O ataque, validado através de uma prova de conceito laboratorial divulgada a 3 de julho de 2026, elimina a necessidade de instalação de aplicações maliciosas ou exploração de vulnerabilidades ao abusar de APIs legítimas de navegação na web para encriptar ficheiros locais. A descoberta assinala uma mudança relevante na forma como nascem novas técnicas de ciberataque, permitindo que a inteligência artificial funcione como mecanismo de ligação entre conhecimento disperso e objetivos maliciosos.
O abuso da File System Access API em navegadores Chromium
A técnica assenta no desvio de uma funcionalidade legítima de acesso a ficheiros locais para encriptar dados sem instalar software. Durante a análise de cerca de 3.000 ficheiros atribuídos ao DeepSeek em telemetria pública, os investigadores detetaram um código que, apesar de inconsistente na maioria das funções, utilizava com precisão a File System Access API.

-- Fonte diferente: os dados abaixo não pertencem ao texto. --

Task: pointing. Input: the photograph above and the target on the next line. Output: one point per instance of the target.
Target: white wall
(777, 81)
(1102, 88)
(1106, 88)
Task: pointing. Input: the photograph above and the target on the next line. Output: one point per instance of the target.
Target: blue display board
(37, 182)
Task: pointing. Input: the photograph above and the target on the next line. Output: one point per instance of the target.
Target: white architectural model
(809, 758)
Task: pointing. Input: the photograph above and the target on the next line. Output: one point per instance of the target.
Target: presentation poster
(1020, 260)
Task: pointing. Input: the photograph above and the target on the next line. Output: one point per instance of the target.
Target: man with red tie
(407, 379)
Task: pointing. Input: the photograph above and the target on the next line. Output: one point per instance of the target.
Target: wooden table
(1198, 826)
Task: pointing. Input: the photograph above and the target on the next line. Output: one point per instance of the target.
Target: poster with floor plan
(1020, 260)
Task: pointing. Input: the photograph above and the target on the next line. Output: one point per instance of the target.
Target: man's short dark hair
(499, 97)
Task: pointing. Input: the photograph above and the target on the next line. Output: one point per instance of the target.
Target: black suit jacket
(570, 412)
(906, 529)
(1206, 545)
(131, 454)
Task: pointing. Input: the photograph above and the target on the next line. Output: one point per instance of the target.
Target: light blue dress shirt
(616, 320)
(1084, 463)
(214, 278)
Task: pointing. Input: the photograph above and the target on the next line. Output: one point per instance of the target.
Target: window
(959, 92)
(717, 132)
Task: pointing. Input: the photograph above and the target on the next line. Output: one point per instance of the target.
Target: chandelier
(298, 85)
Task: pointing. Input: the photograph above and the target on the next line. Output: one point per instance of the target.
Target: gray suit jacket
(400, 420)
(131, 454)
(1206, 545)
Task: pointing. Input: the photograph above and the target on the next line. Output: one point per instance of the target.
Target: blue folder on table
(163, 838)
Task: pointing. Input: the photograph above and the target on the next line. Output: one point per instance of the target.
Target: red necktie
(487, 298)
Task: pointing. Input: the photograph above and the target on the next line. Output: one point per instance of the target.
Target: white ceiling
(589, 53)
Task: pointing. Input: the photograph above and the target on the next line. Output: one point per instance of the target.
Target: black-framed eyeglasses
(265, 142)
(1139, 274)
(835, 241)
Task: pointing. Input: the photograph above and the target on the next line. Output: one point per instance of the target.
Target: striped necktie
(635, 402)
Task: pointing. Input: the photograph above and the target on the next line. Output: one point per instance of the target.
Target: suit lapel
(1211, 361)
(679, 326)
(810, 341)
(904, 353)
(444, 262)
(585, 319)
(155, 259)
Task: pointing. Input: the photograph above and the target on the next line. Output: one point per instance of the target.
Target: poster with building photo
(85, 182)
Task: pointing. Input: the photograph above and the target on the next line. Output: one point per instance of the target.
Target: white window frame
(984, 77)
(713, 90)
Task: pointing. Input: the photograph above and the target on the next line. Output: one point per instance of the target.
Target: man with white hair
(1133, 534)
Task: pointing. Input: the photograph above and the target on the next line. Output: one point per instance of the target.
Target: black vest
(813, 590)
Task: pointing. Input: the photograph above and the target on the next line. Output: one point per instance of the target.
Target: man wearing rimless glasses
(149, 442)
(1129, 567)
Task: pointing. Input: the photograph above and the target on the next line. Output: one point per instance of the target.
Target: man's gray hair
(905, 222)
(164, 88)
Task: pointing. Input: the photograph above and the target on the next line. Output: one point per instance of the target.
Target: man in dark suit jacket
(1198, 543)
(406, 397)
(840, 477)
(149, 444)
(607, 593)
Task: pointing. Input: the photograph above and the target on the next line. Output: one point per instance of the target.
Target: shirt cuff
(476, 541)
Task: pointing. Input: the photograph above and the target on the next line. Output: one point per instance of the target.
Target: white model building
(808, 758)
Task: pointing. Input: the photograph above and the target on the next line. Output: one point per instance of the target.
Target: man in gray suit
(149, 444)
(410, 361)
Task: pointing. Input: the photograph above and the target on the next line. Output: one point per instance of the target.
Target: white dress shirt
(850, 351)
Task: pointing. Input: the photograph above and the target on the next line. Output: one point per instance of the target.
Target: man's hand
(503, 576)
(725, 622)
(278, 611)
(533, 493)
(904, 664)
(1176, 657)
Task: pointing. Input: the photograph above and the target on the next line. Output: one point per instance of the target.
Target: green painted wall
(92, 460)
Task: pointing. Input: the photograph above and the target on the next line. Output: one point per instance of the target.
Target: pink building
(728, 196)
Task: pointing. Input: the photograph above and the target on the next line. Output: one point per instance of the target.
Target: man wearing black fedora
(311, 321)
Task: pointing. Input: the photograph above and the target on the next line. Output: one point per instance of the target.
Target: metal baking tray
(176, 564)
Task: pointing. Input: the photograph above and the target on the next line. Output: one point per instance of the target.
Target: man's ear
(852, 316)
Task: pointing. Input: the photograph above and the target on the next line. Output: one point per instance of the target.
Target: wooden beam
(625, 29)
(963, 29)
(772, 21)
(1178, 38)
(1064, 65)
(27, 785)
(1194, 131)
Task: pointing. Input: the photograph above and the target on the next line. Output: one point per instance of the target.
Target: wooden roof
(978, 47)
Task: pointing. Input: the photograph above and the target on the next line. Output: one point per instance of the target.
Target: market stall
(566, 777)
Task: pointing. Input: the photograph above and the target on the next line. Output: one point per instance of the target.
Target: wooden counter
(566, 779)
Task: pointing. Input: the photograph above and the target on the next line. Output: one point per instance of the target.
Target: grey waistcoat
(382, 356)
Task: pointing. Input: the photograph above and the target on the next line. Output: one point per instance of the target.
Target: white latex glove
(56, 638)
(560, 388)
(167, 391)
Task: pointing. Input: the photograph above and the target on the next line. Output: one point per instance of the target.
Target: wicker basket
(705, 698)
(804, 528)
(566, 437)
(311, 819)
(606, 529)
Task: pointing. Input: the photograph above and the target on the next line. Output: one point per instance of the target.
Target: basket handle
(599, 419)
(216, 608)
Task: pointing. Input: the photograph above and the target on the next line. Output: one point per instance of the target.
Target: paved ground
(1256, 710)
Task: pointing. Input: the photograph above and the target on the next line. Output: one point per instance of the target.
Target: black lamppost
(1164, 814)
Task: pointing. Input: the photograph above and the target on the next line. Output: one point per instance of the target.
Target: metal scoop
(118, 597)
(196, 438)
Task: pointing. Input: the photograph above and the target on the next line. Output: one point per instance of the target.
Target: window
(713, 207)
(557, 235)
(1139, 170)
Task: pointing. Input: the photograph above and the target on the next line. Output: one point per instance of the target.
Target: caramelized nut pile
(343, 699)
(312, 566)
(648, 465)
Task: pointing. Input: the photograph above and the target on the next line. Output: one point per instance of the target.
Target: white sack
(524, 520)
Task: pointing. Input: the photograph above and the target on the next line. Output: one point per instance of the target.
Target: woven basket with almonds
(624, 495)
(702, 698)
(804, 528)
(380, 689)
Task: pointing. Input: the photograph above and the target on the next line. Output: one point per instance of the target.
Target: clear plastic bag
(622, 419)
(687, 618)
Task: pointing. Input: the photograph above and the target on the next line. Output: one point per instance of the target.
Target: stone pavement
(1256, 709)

Esta interface, projetada para aplicações web legítimas como editores de texto ou ferramentas criativas, permite que uma página web solicite acesso a uma pasta no dispositivo do utilizador. Caso a vítima aprove a permissão por meio de engenharia social, o código obtém capacidade para enumerar, ler, exfiltrar e encriptar os ficheiros contidos no diretório.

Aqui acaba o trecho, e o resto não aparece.